Roma, 24 aprile 2020- Il gol nel derby, la sua gioventù e tante curiosità sulla sua carriera: anche Federico Fazio si è lasciato andare alle domande dei tifosi in diretta su Instagram attraverso il profilo ufficiale della Roma. Una delle prime domande è stata sul suo esordio con la maglia giallorossa: "Ho esordito nel match di andata contro il Porto nel 2016, preliminare di Champions League. Sono entrato nella ripresa e stavamo pareggiando 1-1 con uno o due in meno, non ricordo. È stato bello, poi ho esordito da titolare all’Olimpico alla prima giornata di campionato e abbiamo battuto 4-0 l’Udinese".

Ma non sono mancati passaggi sul suo passato in Argentina, quando da ragazzo sognava di diventare un grande campione. Ed è proprio lì che ha capito di poter avere un'occasione nel mondo dei grandi: "L’anno dell’esordio in Argentina, nel 2005, in Serie B. Dopo sono andato al Siviglia. Un anno prima dell’esordio forse, lo sai che sei più vicino. Quel periodo ero convinto, io avevo 17 anni". Il suo legame con la terra natale è sottolineato anche dai suoi idoli: "Mi piaceva tanto Batistuta. Un altro idolo per me è Riquelme, sono tifoso del Boca e ho avuto la fortuna di giocare con lui nel 2008 alle Olimpiadi, è stato un sogno".

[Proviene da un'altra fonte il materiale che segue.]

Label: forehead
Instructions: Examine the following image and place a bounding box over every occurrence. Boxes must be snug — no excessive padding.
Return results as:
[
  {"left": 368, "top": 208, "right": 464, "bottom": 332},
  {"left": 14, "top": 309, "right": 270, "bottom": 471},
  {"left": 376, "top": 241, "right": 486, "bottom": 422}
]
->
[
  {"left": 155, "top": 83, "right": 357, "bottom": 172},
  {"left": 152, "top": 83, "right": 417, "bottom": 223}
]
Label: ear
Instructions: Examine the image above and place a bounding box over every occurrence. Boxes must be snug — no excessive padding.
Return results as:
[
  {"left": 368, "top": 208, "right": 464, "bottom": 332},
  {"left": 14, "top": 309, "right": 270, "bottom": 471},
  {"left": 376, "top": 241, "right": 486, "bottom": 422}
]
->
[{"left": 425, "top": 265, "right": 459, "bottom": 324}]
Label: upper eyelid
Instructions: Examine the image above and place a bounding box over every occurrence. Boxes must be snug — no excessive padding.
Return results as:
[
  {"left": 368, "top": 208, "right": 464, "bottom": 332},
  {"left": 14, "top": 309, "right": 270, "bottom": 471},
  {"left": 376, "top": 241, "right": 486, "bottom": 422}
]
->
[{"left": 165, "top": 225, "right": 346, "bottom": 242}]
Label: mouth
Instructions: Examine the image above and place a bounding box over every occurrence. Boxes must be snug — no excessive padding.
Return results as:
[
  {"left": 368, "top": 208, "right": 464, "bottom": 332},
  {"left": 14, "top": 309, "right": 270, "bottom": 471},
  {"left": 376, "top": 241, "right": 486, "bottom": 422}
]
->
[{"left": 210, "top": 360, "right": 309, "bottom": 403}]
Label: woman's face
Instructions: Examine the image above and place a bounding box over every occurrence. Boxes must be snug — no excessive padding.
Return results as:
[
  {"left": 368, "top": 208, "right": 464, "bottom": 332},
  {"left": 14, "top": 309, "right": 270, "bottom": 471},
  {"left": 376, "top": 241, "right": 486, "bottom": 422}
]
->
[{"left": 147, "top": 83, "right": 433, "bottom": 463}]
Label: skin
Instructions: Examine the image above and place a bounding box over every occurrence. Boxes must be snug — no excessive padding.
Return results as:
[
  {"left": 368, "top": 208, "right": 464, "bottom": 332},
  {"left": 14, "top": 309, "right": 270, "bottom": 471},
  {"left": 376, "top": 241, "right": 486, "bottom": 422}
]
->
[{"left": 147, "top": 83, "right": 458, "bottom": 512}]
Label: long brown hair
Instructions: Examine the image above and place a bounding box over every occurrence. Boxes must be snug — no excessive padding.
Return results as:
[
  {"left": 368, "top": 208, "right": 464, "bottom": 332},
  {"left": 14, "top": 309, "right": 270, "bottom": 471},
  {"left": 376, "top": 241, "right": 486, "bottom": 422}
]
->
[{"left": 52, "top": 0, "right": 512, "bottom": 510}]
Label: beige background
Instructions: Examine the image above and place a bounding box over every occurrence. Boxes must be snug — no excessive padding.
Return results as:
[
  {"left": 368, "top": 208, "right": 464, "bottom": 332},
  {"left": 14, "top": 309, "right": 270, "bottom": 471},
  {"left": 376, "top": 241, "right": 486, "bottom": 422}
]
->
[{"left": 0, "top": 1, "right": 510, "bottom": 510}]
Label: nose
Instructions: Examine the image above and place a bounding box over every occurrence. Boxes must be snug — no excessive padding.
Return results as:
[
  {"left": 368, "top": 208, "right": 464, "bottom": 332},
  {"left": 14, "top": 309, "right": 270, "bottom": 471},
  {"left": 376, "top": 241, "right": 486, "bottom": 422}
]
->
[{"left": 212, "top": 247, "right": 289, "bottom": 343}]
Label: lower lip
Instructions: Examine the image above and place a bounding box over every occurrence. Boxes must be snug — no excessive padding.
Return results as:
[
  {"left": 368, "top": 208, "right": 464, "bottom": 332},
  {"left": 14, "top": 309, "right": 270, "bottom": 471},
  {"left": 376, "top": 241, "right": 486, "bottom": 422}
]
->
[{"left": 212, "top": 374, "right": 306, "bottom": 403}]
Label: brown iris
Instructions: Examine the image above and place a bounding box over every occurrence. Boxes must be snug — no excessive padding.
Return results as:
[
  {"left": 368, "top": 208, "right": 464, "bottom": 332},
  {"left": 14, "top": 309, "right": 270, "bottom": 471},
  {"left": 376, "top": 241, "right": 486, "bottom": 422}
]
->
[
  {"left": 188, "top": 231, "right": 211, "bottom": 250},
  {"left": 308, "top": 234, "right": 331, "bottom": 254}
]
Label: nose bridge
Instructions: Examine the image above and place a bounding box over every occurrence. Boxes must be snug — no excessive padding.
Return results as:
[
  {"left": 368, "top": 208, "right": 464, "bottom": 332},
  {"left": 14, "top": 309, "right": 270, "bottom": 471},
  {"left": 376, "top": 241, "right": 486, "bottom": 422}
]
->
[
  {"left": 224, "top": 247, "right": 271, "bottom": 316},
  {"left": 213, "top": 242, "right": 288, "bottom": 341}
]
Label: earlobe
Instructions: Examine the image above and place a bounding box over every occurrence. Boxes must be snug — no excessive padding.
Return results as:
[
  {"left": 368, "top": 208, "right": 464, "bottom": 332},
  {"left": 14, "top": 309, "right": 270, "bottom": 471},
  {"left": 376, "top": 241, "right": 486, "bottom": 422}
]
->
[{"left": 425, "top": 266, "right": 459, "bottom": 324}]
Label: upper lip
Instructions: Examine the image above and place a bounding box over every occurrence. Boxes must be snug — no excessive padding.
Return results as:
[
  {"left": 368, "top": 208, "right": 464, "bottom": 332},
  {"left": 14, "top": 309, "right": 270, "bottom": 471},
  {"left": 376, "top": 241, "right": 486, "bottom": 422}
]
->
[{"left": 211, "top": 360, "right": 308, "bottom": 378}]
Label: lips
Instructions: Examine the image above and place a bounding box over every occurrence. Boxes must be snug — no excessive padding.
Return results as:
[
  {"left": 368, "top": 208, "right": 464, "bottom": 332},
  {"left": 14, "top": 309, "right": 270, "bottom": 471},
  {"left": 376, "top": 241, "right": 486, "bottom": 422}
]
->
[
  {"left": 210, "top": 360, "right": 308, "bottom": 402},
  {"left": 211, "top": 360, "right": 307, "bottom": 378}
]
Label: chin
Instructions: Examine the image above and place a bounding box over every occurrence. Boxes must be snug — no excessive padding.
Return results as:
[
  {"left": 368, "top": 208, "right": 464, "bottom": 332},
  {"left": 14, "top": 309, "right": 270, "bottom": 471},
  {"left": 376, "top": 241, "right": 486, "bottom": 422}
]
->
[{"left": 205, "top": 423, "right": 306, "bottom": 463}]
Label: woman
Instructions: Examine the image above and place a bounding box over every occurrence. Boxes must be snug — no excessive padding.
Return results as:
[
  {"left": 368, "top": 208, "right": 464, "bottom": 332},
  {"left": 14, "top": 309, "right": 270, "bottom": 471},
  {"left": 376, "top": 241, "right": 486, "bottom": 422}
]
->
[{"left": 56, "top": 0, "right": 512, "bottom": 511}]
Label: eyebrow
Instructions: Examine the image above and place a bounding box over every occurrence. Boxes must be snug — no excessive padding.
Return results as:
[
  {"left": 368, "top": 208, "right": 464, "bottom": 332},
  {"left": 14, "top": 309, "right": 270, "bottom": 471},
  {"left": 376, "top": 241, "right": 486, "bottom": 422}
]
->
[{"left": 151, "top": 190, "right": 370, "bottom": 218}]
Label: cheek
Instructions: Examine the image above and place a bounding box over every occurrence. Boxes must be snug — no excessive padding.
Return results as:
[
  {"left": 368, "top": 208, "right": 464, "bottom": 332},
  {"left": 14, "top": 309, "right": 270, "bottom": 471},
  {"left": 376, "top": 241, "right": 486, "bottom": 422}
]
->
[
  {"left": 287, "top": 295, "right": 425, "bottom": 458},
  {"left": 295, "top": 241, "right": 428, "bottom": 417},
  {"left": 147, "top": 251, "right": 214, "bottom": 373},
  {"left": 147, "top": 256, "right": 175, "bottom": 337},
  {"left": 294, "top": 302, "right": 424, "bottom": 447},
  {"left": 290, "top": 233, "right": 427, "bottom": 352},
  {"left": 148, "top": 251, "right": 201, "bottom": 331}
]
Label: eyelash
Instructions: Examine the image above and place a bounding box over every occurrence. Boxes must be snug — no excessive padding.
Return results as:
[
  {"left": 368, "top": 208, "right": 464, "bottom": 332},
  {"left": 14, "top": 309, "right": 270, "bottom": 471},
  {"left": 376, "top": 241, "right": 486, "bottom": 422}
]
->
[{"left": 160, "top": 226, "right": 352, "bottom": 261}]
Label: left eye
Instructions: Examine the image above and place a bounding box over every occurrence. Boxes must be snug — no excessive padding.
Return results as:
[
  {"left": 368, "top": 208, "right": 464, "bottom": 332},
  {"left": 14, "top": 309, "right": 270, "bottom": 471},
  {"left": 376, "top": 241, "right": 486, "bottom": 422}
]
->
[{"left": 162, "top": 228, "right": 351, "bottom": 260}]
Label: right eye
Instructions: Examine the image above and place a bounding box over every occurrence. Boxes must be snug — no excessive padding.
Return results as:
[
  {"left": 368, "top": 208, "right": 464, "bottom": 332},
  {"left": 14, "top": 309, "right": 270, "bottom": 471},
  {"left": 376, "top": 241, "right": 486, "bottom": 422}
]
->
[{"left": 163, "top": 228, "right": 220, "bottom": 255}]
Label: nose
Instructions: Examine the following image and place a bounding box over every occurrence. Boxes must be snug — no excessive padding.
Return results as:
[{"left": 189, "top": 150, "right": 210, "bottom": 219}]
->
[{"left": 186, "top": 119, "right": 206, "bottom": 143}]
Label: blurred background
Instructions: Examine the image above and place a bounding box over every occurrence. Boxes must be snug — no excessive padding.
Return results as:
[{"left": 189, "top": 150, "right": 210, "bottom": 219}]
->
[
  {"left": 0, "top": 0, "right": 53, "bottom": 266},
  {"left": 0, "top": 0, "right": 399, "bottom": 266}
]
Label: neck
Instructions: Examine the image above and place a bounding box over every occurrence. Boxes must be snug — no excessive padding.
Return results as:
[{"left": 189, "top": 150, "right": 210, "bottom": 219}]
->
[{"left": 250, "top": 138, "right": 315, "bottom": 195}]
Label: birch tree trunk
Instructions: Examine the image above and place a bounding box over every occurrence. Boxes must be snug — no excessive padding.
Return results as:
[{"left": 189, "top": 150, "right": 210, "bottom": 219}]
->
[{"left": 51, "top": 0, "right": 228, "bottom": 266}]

Nella sua carriera Fazio ha dovuto marcare tanti attaccanti forti, ma ad averlo messo in difficoltà più di tutti non è stato un singolo giocatore: "Non solo un attaccante, ho giocato una partita a Siviglia nel 2007 contro l’Arsenal. Perdemmo 3-0 pur avendo una grandissima squadra ma in quella partita loro praticamente hanno giocato senza punte ma hanno disputato un match incredibile, tutta la squadra ci mise in difficoltà". Anche alla Roma non sono mancati i momenti complicati: "La partita contro il Liverpool, l’andata. Perché avevamo fatto una Champions grandissima e poteva andare diversamente. Nel ritorno abbiamo fatto una gran partita, potevamo fare di più. Se ci fosse stata la Var sarebbe stata un’altra partita". Ma anche gioie incontenibili, come il gol durante il derby contro la Lazio: "Quando segni tutto quello che hai dentro esce fuori. Farlo nel derby moltiplica le emozioni per cento".